Britain on Monday prepared to start its biggest ever immunisation campaign but health officials warned the drive to inoculate millions against COVID-19 would be a "marathon" stretching well into next year.

The world-first rollout of the Pfizer-BioNTech vaccine is due to start on Tuesday -- dubbed "V-Day" by Health Secretary Matt Hancock, who has volunteered to take it live on television to assuage any public doubts over the rapid approval.

Croydon University Hospital in south London is one of 50 clinical hubs that started receiving the country's initial consignment of 800,000 doses over the weekend, from a Pfizer plant in Belgium.

The vaccine rollout coincides with the end-game of Brexit talks on Britain's future trading relationship with the European Union. 

The government reportedly has military flights on standby to transport the jabs from Belgium, in case the negotiations collapse and new rules cause border chaos from January 1.

"I have no doubt that the EU will help us to facilitate travel," Foreign Office minister James Cleverly told Sky News, as anxiety mounts of disruption to cross-Channel shipping from a "no deal" outcome.

At the Croydon hospital, a lab technician lifted a package of doses out of dry ice in a box storing the vaccine at -70 degrees Celsius (-94 degrees Fahrenheit), and transferred the batch to a specialist freezer.

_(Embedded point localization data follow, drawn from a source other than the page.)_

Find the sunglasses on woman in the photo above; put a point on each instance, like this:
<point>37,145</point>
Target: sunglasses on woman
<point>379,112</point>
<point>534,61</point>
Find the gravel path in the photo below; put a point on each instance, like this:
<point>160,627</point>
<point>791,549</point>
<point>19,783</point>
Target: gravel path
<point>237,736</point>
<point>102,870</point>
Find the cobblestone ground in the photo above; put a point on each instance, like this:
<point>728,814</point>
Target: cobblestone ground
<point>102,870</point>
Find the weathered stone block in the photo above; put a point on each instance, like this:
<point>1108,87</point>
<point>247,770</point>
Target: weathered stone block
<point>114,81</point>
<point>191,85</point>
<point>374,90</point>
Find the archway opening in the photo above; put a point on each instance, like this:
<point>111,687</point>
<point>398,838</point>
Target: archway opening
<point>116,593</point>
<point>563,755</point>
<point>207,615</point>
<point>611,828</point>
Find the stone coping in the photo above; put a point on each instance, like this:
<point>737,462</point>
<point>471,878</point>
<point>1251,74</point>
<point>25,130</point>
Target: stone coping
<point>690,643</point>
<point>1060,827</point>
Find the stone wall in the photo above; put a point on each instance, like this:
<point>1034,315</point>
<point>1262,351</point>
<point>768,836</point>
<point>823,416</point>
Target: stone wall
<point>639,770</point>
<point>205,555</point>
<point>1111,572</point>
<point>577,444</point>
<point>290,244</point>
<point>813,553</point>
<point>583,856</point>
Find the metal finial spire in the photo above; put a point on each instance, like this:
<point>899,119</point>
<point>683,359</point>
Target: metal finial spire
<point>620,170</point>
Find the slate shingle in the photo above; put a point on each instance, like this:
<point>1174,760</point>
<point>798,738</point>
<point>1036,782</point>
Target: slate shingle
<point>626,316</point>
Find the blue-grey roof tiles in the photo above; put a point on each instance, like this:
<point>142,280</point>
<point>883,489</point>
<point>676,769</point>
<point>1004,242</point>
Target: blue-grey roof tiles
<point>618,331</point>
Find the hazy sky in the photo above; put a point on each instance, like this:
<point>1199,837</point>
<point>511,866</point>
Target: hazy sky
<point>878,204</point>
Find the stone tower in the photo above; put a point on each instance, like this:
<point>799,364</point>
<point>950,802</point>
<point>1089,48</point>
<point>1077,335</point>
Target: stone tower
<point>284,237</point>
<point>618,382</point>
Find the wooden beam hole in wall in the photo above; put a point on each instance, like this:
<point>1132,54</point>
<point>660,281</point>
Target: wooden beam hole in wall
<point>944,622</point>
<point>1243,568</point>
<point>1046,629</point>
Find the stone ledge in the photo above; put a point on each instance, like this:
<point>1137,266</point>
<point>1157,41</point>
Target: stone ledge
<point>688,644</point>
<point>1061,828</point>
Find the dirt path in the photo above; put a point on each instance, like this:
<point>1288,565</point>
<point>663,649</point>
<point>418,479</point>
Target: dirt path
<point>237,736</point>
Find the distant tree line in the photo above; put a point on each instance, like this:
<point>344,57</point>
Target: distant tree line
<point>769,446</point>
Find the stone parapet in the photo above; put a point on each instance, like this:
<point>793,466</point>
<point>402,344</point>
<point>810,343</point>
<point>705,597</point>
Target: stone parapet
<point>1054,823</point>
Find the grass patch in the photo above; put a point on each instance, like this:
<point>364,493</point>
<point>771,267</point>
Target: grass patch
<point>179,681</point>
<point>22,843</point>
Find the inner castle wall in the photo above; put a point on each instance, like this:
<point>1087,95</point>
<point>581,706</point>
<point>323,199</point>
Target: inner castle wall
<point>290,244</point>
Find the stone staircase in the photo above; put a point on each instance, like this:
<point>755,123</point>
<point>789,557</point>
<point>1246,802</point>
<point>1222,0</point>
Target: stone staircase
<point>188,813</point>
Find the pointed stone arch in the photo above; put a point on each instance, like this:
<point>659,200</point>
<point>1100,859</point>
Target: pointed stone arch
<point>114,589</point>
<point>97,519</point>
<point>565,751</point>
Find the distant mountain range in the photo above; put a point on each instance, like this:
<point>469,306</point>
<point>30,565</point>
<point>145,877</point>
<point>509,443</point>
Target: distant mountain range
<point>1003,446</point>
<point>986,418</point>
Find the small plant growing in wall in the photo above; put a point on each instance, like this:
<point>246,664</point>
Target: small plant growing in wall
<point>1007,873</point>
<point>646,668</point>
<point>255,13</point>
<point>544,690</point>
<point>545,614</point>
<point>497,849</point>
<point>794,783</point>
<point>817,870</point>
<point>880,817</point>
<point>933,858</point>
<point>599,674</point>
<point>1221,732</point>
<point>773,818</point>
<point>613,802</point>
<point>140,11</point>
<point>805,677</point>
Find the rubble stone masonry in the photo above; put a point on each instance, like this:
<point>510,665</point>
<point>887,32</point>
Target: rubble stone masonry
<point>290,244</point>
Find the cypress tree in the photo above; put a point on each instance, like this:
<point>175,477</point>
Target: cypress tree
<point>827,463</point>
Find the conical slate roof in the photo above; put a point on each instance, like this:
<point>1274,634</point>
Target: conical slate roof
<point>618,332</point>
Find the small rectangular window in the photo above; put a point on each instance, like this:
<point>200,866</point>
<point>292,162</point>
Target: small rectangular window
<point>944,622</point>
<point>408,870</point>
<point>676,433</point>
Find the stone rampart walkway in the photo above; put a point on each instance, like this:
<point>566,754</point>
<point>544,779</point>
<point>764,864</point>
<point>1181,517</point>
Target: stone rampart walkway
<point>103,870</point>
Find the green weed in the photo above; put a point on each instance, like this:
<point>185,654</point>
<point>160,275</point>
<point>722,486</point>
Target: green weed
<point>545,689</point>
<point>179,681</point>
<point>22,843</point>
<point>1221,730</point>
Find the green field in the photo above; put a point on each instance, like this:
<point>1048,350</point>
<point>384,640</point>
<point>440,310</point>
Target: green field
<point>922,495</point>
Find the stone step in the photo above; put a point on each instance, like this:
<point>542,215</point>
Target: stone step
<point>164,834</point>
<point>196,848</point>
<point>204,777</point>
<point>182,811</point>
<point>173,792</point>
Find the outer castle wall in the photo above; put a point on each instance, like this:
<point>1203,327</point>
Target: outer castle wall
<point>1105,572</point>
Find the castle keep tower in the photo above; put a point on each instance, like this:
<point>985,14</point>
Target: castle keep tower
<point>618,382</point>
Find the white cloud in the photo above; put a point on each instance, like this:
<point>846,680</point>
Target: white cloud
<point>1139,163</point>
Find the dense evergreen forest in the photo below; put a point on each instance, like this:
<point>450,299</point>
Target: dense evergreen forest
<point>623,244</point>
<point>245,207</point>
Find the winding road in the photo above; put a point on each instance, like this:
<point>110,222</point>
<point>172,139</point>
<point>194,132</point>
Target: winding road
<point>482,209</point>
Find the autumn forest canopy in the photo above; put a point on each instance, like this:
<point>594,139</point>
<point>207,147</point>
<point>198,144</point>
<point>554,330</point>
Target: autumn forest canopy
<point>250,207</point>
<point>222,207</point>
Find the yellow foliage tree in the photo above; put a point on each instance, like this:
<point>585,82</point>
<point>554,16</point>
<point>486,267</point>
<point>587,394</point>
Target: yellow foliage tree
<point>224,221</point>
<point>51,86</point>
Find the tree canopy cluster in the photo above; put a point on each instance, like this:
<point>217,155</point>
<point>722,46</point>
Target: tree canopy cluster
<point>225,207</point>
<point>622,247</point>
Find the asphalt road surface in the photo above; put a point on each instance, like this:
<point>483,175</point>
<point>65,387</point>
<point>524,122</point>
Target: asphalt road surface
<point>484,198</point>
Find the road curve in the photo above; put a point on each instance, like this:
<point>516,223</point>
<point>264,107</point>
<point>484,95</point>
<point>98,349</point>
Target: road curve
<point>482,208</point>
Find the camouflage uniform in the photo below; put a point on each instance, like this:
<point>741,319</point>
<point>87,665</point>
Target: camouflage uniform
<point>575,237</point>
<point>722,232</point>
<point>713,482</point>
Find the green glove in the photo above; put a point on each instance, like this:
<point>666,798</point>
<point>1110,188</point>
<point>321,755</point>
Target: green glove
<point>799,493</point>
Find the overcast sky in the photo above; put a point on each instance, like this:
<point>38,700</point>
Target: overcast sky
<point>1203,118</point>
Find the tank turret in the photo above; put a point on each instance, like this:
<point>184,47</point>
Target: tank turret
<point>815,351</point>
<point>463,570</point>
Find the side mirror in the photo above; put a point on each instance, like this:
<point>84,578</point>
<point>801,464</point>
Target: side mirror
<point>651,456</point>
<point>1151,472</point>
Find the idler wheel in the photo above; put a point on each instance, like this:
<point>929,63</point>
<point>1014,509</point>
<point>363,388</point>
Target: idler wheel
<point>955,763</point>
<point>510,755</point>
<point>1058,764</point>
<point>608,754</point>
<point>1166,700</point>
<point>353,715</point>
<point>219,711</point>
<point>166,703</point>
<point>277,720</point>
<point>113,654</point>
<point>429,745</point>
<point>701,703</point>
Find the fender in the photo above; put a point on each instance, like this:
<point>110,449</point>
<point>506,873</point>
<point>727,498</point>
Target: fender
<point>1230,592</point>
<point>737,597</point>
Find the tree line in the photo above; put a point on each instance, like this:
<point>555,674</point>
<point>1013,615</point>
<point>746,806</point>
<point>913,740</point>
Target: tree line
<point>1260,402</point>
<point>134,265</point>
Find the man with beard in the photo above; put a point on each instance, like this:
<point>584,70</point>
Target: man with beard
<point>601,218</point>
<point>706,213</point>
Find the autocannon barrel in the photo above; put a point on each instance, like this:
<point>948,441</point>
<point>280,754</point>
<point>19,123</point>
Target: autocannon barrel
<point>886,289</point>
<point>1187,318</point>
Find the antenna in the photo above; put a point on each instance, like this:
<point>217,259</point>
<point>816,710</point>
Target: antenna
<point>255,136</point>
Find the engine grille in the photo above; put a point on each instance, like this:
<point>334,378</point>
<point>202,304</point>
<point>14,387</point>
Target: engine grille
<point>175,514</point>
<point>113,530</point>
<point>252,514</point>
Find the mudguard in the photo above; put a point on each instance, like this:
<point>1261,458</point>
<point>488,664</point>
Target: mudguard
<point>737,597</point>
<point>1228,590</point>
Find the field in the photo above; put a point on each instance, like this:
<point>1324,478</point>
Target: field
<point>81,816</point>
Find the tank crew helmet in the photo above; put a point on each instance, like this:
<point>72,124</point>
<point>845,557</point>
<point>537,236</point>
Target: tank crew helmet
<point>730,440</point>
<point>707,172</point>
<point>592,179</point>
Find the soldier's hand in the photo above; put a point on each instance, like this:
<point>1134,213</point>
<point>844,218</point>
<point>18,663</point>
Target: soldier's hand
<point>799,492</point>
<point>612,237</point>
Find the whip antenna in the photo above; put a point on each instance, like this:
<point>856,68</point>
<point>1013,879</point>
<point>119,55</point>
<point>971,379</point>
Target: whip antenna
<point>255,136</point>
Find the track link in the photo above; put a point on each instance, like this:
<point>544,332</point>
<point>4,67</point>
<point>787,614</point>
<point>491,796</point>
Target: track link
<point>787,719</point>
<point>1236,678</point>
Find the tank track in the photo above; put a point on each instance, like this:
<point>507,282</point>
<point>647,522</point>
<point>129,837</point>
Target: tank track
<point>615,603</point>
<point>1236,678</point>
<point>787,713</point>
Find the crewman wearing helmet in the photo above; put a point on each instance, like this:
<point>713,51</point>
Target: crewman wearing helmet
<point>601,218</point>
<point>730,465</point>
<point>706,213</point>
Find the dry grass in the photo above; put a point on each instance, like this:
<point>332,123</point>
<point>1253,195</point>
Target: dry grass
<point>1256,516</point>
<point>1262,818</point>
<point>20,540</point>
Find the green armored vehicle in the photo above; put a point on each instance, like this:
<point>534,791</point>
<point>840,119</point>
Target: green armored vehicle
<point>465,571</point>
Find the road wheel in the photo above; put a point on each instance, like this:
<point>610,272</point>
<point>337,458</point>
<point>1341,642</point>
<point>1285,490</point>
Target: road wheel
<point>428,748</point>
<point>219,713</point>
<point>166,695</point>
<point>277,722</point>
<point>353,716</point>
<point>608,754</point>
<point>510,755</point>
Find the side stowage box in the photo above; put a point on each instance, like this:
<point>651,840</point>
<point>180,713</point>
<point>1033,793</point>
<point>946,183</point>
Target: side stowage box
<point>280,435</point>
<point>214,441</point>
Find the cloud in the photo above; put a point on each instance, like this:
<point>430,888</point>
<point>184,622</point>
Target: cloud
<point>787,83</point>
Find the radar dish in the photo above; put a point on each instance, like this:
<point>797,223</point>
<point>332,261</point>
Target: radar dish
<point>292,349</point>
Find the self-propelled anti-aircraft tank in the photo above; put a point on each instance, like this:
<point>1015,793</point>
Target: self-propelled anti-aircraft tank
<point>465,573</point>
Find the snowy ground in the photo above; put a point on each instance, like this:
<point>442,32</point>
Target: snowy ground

"To know that they are here, and we are amongst the first in the country to actually receive the vaccine and therefore the first in the world, is just amazing, I'm so proud," said Louise Coughlan, joint chief pharmacist at the Croydon hospital trust.

First in line will be people aged 80 and over, care home workers, and frontline staff in the state-run National Health Service (NHS) who are considered at higher risk.

- Rockers and royals -

The government also wants to prioritise elderly residents in care homes but is running into technical challenges in administering the doses away from hospital hubs, given the need for ultra-low storage temperatures and how the vaccine is packaged.

The Pfizer-BioNTech jab will be administered in two doses, three weeks apart. So Britain's initial batch will cover 400,000 people, and the government has 40 million doses on order in total.

It hopes for many more from other drug companies, including a candidate from Oxford University and AstraZeneca still being evaluated. 

Approval for the Pfizer-BioNTech vaccine is expected later this month in the United States and EU.

NHS national medical director Stephen Powis said Britain's rollout would be a "marathon not a sprint", with the government sequencing priority groups by age and health condition. 

It does not expect to reach younger groups until spring or summer 2021.

"Despite the huge complexities, hospitals will kickstart the first phase of the largest-scale vaccination campaign in our country's history from Tuesday," Powis said.

"Hardworking staff will once again rise to the challenge to protect the most vulnerable people from this awful disease."

Queen Elizabeth II, 94, and her 99-year-old husband Prince Philip are in line to get the jab early in the rollout because of their age, reports said over the weekend.

Britain's most senior royals will convey to the public that they have been given the inoculations "as a powerful counter to the anti-vaccination movement", the Sunday Times said.

The Sunday Mirror reported that Monty Python star Michael Palin, 77, campaigning singer Bob Geldof, 69, and 73-year-old Ronnie Wood of The Rolling Stones were also committed publicly to getting the vaccine in a bid to boost take-up.

A YouGov poll of more than 5,300 people published last Wednesday indicated 27 percent of people were "very confident" about the safety of the Pfizer-BioNTech vaccine.

A total of 43 percent were "somewhat confident", 11 percent "not very confident", and nine percent "not confident at all". Just under half (44 percent) opposed compulsory vaccination while more than third (37 percent) backed the idea.